TALLAHASSEE — Florida Commissioner of Agriculture Adam H. Putnam and agriculture department leaders from other southern states signed a resolution last week requesting the U.S. Green Building Council to recognize sustainable timber programs in order to allow more southern timber to be used in environmentally friendly building projects across the country.
“Forests in Florida and other southern states support jobs and generate billions for our economy,” Commissioner Putnam said. “By opening up the process to allow more timber sales for green building projects, we will help our economy at home and put our growers on a level playing field with others across the nation and globe.”

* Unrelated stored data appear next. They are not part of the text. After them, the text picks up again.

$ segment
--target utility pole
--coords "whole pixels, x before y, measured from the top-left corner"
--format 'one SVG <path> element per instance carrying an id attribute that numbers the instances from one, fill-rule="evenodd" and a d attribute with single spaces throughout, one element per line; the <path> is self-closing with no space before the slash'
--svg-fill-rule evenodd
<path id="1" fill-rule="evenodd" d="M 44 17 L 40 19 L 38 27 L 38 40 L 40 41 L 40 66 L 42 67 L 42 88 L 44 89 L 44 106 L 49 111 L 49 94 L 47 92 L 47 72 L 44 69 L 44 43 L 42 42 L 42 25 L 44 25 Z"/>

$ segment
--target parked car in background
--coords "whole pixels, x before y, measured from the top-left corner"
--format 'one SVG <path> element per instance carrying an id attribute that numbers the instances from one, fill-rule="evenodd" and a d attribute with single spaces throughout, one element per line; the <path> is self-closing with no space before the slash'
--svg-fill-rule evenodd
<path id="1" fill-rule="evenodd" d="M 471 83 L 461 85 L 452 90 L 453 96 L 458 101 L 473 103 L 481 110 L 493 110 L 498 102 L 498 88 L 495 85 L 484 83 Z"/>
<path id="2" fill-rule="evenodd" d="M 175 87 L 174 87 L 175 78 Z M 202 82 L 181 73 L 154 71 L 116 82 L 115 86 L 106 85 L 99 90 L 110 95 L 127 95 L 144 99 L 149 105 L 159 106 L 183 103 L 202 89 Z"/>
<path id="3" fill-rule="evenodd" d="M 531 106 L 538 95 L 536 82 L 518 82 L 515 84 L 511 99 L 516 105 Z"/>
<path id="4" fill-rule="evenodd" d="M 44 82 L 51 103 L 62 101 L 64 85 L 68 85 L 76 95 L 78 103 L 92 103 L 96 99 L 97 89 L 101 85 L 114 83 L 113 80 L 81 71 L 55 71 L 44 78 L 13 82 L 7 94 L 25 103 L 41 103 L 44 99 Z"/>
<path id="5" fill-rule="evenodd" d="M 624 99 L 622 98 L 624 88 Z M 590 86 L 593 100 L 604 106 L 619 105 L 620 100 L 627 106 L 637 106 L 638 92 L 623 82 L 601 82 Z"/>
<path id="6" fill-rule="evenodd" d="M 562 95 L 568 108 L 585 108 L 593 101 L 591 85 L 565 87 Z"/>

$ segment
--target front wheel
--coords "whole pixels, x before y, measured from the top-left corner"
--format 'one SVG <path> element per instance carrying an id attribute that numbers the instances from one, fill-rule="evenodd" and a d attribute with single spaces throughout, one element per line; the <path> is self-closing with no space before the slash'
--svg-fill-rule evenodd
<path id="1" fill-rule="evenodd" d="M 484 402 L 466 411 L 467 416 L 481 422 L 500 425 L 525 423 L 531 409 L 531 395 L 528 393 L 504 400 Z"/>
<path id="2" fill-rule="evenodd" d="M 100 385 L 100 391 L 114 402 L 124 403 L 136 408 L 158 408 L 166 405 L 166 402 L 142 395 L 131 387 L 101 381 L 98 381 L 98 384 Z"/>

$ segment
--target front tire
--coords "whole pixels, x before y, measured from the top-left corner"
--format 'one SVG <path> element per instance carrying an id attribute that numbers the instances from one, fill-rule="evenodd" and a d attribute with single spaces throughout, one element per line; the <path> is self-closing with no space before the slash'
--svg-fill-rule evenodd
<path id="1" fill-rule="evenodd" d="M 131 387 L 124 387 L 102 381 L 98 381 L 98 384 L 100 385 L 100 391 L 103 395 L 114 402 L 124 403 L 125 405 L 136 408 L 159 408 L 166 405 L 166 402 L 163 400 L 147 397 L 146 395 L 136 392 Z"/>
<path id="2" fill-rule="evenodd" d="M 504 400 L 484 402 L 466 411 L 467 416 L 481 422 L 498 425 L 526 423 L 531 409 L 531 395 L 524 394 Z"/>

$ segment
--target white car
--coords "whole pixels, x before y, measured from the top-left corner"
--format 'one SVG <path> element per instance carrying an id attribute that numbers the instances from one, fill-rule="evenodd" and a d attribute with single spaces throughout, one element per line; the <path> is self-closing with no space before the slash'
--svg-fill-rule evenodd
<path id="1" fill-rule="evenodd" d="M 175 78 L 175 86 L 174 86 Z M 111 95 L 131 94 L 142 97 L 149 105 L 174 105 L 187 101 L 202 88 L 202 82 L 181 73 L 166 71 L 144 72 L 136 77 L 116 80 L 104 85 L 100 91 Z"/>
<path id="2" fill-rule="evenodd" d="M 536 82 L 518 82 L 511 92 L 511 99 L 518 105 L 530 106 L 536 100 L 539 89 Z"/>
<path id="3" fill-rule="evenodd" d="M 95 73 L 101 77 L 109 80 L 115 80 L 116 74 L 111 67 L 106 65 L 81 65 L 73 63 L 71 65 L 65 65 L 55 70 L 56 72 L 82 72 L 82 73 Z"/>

The Southern Association of State Departments of Agriculture (SASDA) met in New Orleans last week for its annual conference to address critical issues facing the agriculture industry.

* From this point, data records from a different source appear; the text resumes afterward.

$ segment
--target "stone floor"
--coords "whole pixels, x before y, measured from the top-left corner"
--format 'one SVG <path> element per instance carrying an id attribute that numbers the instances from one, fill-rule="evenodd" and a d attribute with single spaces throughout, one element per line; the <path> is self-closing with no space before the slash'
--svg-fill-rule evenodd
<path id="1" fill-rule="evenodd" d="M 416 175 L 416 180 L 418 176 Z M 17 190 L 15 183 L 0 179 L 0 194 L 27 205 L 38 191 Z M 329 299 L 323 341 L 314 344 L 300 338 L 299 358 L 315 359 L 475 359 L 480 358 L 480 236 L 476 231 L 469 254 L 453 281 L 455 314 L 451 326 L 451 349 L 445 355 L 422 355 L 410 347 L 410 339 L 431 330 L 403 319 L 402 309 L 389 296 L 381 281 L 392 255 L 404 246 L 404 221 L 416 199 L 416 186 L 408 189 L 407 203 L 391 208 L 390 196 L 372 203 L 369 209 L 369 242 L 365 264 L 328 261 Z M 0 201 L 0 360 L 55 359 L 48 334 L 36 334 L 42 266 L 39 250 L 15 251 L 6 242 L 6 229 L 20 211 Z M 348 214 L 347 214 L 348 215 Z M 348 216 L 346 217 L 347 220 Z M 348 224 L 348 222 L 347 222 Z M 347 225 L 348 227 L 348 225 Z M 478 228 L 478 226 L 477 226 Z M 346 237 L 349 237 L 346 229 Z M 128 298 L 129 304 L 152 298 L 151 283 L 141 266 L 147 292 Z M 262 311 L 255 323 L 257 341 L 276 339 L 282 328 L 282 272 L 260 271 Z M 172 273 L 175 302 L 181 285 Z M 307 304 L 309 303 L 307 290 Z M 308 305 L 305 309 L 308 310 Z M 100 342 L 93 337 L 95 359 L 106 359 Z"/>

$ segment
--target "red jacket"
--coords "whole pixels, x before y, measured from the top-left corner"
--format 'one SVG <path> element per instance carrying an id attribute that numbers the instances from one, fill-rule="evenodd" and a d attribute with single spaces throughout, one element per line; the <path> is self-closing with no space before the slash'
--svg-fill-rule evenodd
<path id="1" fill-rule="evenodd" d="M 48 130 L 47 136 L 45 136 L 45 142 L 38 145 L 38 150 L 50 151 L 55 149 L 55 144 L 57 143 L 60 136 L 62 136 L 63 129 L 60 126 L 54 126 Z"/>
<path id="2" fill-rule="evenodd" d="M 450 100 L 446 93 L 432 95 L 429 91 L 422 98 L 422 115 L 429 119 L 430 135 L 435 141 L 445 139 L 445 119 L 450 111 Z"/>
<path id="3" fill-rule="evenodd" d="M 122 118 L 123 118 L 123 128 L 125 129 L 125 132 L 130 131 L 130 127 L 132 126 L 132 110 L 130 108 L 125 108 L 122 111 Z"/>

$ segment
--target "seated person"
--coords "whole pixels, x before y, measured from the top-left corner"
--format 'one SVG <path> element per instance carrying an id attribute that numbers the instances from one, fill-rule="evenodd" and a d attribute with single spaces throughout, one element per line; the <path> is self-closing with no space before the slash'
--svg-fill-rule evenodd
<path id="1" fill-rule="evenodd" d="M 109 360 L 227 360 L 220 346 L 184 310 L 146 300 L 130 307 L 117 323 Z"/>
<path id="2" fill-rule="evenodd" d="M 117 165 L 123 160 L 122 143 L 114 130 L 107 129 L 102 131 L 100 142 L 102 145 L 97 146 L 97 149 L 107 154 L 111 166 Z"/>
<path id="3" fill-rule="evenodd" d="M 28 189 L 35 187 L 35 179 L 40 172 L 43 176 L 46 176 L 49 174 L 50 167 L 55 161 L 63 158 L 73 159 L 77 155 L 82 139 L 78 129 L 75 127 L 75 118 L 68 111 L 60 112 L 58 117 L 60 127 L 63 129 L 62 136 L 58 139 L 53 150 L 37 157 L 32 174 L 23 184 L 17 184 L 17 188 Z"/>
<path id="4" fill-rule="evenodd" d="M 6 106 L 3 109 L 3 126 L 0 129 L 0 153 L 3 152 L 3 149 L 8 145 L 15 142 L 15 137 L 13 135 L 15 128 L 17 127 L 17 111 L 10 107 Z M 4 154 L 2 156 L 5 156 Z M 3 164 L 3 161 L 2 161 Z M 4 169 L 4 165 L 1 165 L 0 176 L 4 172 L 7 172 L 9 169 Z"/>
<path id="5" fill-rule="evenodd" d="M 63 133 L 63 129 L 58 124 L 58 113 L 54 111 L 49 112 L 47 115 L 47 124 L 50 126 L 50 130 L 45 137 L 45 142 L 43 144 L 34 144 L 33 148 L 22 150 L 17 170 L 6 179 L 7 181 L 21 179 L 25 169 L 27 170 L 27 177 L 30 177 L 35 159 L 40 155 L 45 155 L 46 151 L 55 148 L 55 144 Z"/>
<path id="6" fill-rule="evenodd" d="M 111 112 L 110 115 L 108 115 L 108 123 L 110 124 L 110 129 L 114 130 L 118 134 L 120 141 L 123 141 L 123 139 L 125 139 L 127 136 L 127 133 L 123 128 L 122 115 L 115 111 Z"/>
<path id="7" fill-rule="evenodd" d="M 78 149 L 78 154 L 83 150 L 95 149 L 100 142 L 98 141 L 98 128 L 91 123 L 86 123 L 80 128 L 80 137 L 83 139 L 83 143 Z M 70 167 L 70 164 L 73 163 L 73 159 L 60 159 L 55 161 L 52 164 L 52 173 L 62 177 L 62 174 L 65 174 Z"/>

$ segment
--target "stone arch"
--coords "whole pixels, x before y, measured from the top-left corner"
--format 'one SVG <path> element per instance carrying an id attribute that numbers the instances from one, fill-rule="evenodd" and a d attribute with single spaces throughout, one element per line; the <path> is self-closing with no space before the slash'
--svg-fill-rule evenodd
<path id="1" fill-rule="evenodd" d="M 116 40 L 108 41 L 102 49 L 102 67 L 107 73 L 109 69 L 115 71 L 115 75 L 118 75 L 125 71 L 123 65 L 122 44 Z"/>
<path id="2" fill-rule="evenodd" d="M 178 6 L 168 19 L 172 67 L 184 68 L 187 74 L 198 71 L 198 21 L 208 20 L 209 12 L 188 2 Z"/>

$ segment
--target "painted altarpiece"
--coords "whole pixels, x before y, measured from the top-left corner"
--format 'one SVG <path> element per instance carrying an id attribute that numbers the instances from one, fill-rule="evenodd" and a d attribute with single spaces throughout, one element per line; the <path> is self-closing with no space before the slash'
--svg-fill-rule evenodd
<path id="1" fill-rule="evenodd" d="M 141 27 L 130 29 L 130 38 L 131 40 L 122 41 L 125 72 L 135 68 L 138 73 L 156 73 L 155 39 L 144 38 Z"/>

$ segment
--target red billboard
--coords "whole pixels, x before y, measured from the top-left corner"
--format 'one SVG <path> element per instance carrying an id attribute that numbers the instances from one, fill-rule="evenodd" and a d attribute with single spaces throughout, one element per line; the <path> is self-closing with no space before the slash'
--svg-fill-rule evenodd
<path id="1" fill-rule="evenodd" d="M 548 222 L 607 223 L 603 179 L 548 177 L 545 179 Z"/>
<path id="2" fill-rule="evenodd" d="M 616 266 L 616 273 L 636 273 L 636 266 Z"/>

The resolution asked the U.S. Green Building Council to allow trees certified from the American Tree Farm System (ATFS) and the Sustainable Forestry Initiative (SFI) to be recognized as certified wood. Currently, the council only allows trees certified by the Forest Stewardship Council to meet this criteria. All three programs promote conservation, sustainability and land stewardship.
Businesses that use ATFS or SFI certification are barred from participating in the Leadership in Energy and Environmental Design (LEED) rating system used nationally to recognize green projects. Barring this wood from sale increases the amount of foreign wood used in American construction, raising the prices of wood and jeopardizing local job growth.
The resolution was signed by state representatives of departments of agriculture in Alabama, Arkansas, Florida, Georgia, Kentucky, Louisiana, Maryland, Mississippi, North Carolina, Oklahoma, Puerto Rico, South Carolina, Tennessee, Texas, Virginia and West Virginia.